Thursday, July 23, 2009
If we rescinded tax cuts on the rich, how much would the state bring in?
by Larry Geller
What a silly question, but one that I don’t believe our dailies have asked, unless I’ve missed something. Imagine, raising taxes on higher incomes even partially back to what they used to be.
When Governor Lingle talks about the need to lay off state workers, how much could she get instead from the yacht and country club set simply by taking back some of the tax cuts they’ve enjoyed these past few years?
It’s not as though they didn’t get their bailout money, they’ve enjoyed their country club memberships all these years, paid for with the enormous incomes they have enjoyed.
Executives and other highly compensated employees now receive more than one-third of all pay in the U.S., according to a Wall Street Journal analysis of Social Security Administration data -- without counting billions of dollars more in pay that remains off federal radar screens that measure wages and salaries. [Wall Street Journal, Pay of Top Earners Erodes Social Security , 7/21/2009]
Yes, and as the link title suggests, because the bulk of their incomes don’t pay into Social Security (or Medicare), they are eroding these programs for the rest of us.
We deserve to see alternatives to laying off state workers.

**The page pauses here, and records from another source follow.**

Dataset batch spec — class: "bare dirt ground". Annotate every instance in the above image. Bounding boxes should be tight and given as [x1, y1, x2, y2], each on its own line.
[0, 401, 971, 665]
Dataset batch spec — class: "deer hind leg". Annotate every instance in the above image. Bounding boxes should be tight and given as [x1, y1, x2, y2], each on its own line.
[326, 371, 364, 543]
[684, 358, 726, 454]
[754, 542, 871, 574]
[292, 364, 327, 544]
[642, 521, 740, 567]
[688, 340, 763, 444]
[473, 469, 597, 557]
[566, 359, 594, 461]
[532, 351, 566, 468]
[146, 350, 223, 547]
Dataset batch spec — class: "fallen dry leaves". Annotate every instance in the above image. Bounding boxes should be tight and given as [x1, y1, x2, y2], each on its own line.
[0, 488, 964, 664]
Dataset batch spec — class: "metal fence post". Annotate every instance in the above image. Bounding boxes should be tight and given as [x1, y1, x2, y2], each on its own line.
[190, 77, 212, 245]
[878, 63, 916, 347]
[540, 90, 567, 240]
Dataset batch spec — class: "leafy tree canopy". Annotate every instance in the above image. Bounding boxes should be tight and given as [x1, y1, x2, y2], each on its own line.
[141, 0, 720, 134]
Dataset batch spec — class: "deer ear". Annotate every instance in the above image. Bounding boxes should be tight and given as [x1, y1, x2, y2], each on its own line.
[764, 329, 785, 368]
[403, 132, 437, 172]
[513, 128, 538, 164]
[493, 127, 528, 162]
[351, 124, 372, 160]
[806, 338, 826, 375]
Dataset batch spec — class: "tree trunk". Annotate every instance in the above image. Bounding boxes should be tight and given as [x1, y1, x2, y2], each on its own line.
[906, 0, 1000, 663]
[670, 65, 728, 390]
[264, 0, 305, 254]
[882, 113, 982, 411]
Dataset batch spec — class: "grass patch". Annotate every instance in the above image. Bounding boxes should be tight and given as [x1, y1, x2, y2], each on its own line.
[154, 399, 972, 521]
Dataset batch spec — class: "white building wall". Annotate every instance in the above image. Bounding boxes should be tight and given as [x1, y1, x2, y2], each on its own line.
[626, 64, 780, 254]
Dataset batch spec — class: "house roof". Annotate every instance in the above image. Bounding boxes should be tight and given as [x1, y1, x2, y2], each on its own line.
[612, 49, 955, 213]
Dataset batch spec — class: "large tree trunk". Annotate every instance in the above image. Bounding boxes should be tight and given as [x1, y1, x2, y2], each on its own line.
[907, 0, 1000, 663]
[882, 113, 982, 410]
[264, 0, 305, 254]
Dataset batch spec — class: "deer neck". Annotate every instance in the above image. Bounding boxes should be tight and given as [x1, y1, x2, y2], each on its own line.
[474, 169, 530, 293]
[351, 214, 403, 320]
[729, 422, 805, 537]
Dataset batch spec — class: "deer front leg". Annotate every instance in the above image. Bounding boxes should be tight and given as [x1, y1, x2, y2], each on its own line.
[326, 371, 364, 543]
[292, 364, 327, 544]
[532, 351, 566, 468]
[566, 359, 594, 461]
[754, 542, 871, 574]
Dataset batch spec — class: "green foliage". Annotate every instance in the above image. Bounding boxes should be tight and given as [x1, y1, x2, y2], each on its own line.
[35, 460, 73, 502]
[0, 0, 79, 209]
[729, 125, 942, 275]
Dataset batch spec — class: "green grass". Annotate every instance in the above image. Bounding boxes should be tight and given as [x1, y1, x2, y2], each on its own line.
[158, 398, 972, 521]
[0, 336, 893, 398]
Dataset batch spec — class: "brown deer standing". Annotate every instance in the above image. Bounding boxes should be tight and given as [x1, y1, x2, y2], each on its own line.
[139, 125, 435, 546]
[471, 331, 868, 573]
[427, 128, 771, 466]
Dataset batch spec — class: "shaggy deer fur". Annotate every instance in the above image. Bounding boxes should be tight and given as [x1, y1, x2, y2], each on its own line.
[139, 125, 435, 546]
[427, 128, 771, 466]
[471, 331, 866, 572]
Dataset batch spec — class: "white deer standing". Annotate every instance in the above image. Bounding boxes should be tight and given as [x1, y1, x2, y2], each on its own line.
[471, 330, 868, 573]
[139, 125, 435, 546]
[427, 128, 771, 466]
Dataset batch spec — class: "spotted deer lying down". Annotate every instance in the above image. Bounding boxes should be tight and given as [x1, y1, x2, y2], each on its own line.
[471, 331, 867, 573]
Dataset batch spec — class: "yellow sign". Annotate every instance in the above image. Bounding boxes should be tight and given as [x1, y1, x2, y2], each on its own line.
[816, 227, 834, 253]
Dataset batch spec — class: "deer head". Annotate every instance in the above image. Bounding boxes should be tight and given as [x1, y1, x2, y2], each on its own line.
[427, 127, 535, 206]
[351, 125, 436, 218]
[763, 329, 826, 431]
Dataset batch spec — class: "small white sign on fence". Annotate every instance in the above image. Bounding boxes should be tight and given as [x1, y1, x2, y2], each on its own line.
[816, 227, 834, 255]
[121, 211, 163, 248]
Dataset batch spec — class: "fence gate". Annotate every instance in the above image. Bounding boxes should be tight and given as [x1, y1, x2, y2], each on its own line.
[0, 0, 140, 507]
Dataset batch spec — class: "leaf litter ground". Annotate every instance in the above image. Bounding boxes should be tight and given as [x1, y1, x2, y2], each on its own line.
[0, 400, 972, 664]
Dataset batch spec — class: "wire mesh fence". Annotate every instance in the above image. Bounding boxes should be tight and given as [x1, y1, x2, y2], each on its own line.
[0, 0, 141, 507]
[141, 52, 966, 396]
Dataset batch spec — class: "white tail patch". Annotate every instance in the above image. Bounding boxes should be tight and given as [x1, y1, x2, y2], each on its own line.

This will involve higher math, something the Governor may not Excel at. But I jest. Since she’s a Republican’s Republican, tax increases for the rich are not something she will consider even if she could do the math.
(Maybe the Legislature could put taxes on country club memberships or yacht paint, wine over $100 a bottle, private jet landing fees, or some other non-regressive method of taking back what our rich cousins have been getting away with for so long.)
If not the Governor, then someone ought to work it out and let us know. Is there an economist in Hawaii who is not also a Republican, or is that an oxymoron? Can one of our newspapers fund a short study on this? The story linked above reports on an analysis conducted by the newspaper itself.
Otherwise the stories we read are all about cuts, layoffs, furloughs, with no equal time for alternatives. Like taxing the rich, a little or a lot.